Un blog consacré aux cinémas de tous âges et de tous horizons


Hard Day, Kim Seong-Hun, 2015

Publié par Romaric Berland sur 16 Juin 2017, 17:17pm

Catégories : #Cinéma asiatique

Alors qu'il se rend à l'enterrement de sa mère, Gun-Su, un flic pourri visé par une enquête anti-corruption, renverse mortellement un homme par accident. Dépassé, il décide de cacher le corps avec celui de sa propre mère. Mais un homme mystérieux, qui a assisté à la scène, le harcèle par téléphone pour le faire chanter. Qui est-il ? Un justicier anonyme ou un truand aux intentions malhonnêtes ?...Avec ce polar haletant reposant sur une logique de surenchère dans les péripéties, Kim Seong-Hun conjugue le thriller coréen sur un mode résolument comique. Fort d'une écriture dynamique relançant perpétuellement l'action par l'irruption d'éléments perturbateurs toujours nouveaux, le réalisateur produit un film de genre bondissant et ramassé, qui avance à un rythme syncopé évitant tout temps mort. C'est déjà le premier mérite de Hard Day, qui trouve un ton et un tempo bien à lui, entre singularité affichée et respect des conventions. Sans pour autant parler de révolution, le genre du thriller à la coréenne s'en trouve revivifié avec simplicité, Kim Seong-Hun poussant son film sur le terrain de la satire sociale cynique et enlevée.

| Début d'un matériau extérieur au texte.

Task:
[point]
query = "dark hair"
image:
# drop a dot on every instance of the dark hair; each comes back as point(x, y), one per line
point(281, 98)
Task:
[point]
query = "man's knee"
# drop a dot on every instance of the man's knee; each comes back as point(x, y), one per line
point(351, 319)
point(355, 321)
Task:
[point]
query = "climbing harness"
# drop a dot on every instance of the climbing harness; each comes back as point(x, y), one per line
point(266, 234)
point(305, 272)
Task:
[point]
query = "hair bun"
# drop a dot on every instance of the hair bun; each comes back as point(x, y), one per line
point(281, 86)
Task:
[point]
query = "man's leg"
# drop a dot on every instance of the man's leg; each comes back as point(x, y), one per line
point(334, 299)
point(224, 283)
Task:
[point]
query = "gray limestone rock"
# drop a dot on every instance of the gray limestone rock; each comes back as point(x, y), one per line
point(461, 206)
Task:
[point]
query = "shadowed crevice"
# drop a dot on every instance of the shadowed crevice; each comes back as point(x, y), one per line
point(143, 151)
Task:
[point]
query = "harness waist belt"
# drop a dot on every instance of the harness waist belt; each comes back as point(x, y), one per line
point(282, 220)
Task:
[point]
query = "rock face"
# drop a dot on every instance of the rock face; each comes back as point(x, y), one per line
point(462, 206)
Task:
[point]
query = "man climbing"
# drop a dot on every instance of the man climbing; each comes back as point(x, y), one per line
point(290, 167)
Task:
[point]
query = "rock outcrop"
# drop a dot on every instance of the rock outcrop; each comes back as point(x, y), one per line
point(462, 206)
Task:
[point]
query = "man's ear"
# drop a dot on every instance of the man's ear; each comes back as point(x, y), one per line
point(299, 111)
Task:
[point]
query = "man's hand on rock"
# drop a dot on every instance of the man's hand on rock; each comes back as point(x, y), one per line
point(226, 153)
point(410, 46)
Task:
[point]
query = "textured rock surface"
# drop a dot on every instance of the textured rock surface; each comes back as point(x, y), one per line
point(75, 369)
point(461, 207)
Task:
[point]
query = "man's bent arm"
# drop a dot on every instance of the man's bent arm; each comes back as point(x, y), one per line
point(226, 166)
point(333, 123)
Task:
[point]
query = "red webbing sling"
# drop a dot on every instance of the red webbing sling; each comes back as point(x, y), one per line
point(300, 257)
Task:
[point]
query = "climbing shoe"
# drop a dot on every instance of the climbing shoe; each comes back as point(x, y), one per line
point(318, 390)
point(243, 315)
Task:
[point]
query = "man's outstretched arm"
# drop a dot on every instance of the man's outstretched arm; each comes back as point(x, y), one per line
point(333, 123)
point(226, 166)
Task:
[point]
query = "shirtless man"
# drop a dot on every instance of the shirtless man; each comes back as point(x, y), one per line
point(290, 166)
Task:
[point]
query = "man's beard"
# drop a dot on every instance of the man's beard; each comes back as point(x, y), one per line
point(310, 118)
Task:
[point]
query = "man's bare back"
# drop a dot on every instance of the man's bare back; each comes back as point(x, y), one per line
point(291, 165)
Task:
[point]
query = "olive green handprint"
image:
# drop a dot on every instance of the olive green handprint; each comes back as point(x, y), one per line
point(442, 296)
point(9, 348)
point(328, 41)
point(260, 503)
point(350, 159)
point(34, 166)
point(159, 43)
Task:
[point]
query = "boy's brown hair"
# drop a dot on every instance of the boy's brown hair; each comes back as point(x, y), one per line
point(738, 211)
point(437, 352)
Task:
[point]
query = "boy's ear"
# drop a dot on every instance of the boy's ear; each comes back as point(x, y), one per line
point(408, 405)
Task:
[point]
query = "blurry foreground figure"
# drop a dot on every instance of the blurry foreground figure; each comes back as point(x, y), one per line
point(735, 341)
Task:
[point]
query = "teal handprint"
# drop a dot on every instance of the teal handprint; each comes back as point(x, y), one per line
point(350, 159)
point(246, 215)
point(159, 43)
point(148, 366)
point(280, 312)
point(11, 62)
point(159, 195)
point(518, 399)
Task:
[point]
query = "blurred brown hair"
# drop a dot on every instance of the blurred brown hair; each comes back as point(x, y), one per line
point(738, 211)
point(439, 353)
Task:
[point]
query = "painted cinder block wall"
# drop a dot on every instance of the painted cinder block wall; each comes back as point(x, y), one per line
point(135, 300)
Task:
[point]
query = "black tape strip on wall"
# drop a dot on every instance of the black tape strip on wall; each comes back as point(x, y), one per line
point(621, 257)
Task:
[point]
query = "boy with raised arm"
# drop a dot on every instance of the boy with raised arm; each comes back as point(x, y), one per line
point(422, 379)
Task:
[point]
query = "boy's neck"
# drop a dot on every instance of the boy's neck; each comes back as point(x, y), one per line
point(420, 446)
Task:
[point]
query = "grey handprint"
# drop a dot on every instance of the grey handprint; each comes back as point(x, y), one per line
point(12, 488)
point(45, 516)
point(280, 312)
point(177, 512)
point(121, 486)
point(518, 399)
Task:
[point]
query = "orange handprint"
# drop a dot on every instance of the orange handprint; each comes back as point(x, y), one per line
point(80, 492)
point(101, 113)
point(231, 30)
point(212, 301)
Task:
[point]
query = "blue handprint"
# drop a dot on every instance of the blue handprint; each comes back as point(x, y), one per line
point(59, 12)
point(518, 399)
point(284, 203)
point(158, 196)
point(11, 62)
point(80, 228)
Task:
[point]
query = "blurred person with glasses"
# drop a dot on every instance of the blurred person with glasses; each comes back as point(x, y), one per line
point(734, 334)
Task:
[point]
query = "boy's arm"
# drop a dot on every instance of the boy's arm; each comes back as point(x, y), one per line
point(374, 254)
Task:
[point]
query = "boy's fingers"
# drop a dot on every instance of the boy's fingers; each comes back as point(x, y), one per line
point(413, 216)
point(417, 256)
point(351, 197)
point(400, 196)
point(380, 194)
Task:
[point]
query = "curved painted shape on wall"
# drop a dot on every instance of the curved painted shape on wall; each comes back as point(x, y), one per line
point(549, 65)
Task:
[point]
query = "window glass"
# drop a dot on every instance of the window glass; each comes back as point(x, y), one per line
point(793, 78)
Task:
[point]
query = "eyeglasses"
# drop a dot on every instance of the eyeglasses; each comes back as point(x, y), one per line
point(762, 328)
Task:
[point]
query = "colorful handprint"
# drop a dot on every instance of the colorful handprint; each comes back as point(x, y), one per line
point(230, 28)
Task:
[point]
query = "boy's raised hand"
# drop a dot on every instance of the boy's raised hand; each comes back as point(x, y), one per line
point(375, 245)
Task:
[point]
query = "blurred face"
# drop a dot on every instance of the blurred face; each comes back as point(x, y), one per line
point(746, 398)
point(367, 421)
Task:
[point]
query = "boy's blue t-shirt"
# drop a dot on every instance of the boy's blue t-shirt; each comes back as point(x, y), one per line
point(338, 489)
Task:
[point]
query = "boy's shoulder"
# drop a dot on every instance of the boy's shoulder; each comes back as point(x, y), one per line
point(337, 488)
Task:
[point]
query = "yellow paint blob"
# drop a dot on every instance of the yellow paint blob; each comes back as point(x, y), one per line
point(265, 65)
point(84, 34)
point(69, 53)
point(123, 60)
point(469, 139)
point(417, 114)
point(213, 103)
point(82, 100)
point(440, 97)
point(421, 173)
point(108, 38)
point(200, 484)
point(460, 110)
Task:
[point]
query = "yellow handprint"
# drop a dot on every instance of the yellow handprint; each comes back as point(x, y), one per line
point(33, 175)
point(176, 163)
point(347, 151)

Car le cinéma coréen est toujours affaire de morale, et Hard Day ne déroge pas à la règle. Avec son personnage de bad lieutenant, Kim Seong-Hun fait le portrait d'une société coréenne marquée par une corruption généralisée. Le réalisateur ne manque d'ailleurs pas d'égratigner l'hypocrisie des conventions familiales puisque, derrière l'apparence d'être un "bon fils", Gun-Su n'a de cesse de profaner la tombe de sa mère et de suivre son intérêt personnel (au détriment de sa fille, qui passe sans cesse au second plan). Mais contrairement aux films de vengeance ou aux thrillers comme Old Boy et The Chaser, l'enjeu du film n'est pas d'aménager un cheminement au bout duquel le personnage sera amené à expier ses fautes pour devenir meilleur. En prenant ses distances avec l'influence très importante du mélodrame, Kim Seong-Hun déjoue la tendance moralisatrice du genre pour produire une oeuvre résolument amorale. Pour le réalisateur, le cinéma est une affaire de complicité partagée entre le protagoniste et le spectateur qui s'identifie à lui. Le film repose ainsi exclusivement sur le ressort hitchcockien du cadavre encombrant, et est suffisamment malin et manipulateur pour nous pousser à prendre parti pour un personnage pourtant exécrable. Embarrassé par un cadavre qui symbolise sa culpabilité, Gun-Su a pour seul enjeu d'effacer les preuves de ses crimes pour se refaire une conscience (voir le motif de la surface et de la profondeur que le film décline à l'envie : l'enterrement du cercueil, l'immersion de la voiture, autant d'actions qui visent à dissimuler la part que Gun-Su veut cacher à lui comme aux autres. Voir également les plans répétés sur les mains que l'on lave ou qui se retrouvent pleines de merde, façon de littéraliser la volonté du personnage à garder ses mains propres). Quelque part entre Blood simple des frères Coen et La Corde d'Hitchcock, Hard Day se révèle ainsi un film noir immoral qui confronte avec malice spectateur et personnage à leur mauvaise conscience.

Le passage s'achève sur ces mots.